Riders you would like to watch but can’t:
Andy Schleck (RadioShack-Nissan-Trek)
Andy Schleck, who looks like a Rivendell extra from Lord of the Rings, broke his pelvis in the Criterium du Dauphiné this year and will not ride the Tour. Andy is a perpetual pro peloton favorite and gives charming interviews. He climbs better than almost anyone, and would have had a good chance of winning the GC, especially with help from his brother Fränk . He won the 2010 Tour retroactively when Alberto Contador lost the title to doping.
It’s looking more and more like Lance will be doing his racing from jail—the US Anti-Doping Agency has mounted an increasingly savage attack on the face of American cycling, who rode his last Tour in 2010. The announcers don’t even mention him any more.
Banned for two years for doping; the Professor Moriarty of the cycling world. Everyone hates Contador but everyone loves watching him.

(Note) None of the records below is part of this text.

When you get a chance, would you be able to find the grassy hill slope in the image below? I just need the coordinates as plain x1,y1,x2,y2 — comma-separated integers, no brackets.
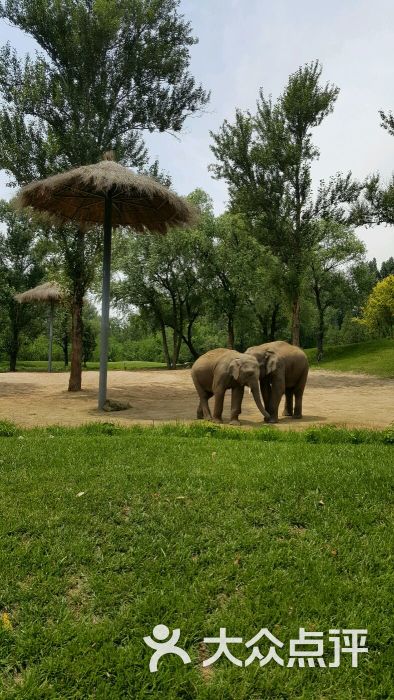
305,339,394,378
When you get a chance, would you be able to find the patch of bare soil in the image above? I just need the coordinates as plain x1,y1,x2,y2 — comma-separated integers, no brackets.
0,370,394,429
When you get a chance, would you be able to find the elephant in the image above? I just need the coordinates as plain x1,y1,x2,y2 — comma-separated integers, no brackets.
246,340,309,423
192,348,269,425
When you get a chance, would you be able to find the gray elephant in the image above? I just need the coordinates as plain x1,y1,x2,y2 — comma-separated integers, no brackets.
246,340,309,423
192,348,269,425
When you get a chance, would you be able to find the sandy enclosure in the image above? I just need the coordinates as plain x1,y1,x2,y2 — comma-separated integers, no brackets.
0,370,394,429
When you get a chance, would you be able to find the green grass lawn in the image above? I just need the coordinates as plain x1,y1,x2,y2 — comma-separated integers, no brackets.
0,423,394,700
305,339,394,378
0,360,166,372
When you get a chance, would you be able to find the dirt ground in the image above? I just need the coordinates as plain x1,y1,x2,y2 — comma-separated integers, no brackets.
0,370,394,429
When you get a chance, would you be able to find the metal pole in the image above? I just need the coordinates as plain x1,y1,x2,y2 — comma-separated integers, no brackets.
48,301,53,372
98,194,112,411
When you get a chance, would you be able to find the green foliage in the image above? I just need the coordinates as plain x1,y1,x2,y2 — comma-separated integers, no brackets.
0,0,209,179
0,201,44,371
0,0,209,390
305,339,394,378
362,275,394,338
211,61,362,344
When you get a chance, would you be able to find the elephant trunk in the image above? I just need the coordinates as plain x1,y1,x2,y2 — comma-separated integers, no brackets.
250,382,270,418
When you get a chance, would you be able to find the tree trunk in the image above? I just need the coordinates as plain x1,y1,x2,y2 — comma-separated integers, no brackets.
291,296,301,347
269,304,280,342
159,318,171,369
227,314,235,350
68,293,83,391
62,333,68,367
256,313,268,343
313,282,326,362
171,330,182,369
9,347,18,372
182,314,200,360
9,308,19,372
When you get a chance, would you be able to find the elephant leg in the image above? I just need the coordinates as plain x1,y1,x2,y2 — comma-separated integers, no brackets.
260,380,271,423
194,381,212,420
294,367,308,418
230,385,245,425
197,390,213,420
212,389,226,423
268,380,285,423
293,367,309,418
283,389,294,416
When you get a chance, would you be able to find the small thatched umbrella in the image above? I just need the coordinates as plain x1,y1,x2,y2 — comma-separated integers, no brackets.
19,154,194,409
15,282,63,372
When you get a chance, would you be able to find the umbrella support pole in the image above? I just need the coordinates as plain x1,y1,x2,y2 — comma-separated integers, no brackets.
98,194,112,411
48,301,54,372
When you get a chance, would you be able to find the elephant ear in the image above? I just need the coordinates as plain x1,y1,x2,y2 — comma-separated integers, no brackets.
230,358,241,381
264,350,278,374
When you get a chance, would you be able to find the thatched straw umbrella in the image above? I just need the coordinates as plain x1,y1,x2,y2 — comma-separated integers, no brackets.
18,154,194,409
15,282,63,372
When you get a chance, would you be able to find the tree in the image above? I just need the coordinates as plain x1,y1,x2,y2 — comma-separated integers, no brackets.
0,0,209,391
311,220,365,361
201,213,271,348
0,201,44,372
379,256,394,280
353,110,394,226
362,275,394,338
211,61,361,345
116,229,204,369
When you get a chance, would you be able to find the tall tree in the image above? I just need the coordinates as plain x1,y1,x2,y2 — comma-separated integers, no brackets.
211,61,361,345
311,221,365,361
0,202,44,372
0,0,209,391
200,213,271,348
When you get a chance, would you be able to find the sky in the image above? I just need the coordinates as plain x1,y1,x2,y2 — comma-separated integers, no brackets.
0,0,394,263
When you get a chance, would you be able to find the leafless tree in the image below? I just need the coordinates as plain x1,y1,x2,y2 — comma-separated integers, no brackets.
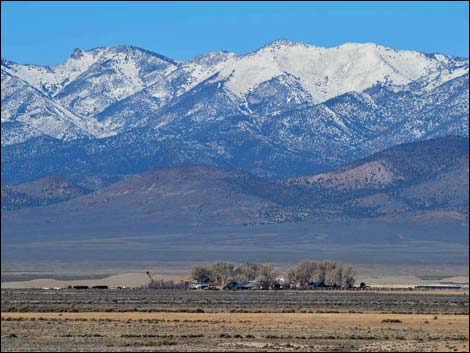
256,264,276,282
234,262,258,281
191,266,213,282
211,262,235,284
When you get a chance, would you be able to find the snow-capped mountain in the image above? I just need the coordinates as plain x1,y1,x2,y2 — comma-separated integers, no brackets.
2,41,469,182
1,68,90,145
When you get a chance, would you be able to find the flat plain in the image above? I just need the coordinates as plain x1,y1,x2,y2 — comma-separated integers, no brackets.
1,289,469,351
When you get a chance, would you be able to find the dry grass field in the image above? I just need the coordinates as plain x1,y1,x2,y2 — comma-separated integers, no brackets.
1,290,469,352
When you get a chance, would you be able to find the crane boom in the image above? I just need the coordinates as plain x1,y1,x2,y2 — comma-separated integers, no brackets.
147,271,155,283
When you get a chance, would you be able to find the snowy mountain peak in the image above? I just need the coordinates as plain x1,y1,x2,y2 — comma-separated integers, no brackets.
191,50,237,67
221,40,468,103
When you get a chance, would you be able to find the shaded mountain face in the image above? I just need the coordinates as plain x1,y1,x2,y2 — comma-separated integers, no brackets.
289,136,469,217
3,165,308,231
2,177,89,211
2,136,469,233
2,41,469,184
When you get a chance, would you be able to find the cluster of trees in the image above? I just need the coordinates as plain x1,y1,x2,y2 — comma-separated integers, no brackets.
192,262,276,284
287,260,356,288
148,279,189,289
192,260,355,288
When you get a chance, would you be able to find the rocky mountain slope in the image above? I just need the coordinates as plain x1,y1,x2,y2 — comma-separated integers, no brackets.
2,136,469,232
2,177,88,210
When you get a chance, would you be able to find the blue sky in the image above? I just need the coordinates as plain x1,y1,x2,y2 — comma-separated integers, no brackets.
1,1,469,65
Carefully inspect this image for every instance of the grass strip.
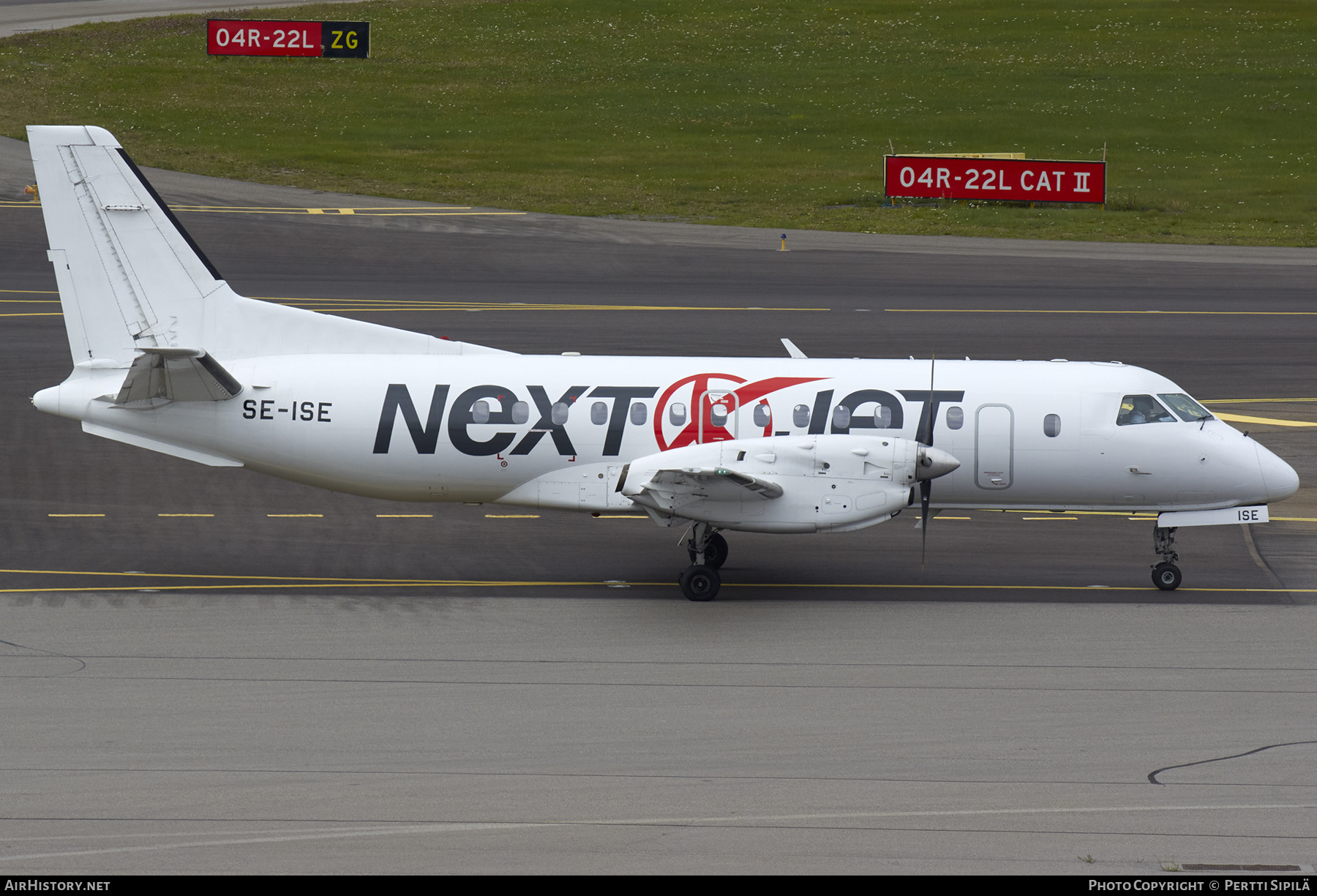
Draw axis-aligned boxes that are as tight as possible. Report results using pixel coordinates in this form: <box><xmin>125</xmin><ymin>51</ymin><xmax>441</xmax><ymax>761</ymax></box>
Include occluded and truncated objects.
<box><xmin>0</xmin><ymin>0</ymin><xmax>1317</xmax><ymax>246</ymax></box>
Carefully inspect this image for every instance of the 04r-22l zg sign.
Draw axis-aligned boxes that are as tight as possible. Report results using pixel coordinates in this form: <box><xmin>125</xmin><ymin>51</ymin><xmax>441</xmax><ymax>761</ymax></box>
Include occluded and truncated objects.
<box><xmin>206</xmin><ymin>18</ymin><xmax>370</xmax><ymax>59</ymax></box>
<box><xmin>884</xmin><ymin>155</ymin><xmax>1106</xmax><ymax>203</ymax></box>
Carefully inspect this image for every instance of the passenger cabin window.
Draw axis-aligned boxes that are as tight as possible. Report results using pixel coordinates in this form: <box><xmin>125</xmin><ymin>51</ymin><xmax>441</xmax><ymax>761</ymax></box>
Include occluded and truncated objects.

Chris Horner (RadioShack-Nissan-Trek)
No, wait, American Chris Horner is back on the RadioShack Tour squad and will compete this summer. Horner is an extremely tough cycling veteran, an American, and has been snubbed and jerked around by Radio Shack for reasons beyond my comprehension.
Jakob Fuglsang (RadioShack-Nissan-Trek)
Dreamy Dane Jakob Fuglsang, who has to wear a special helmet to account for his thick, girlish eyelashes, has been bumped from the Radio Shack Tour squad and is reportedly looking for a new organization.
Thor Hushovd (BMC)
Powerful Norwegian sprinter Hushovd rivals and occasionally beats Mark Cavendish. He dropped out of the Giro D’Italia and will skip the Tour this year because of a “viral infection,” which sounds awful, though probably less taxing than actually riding the Tour in good health.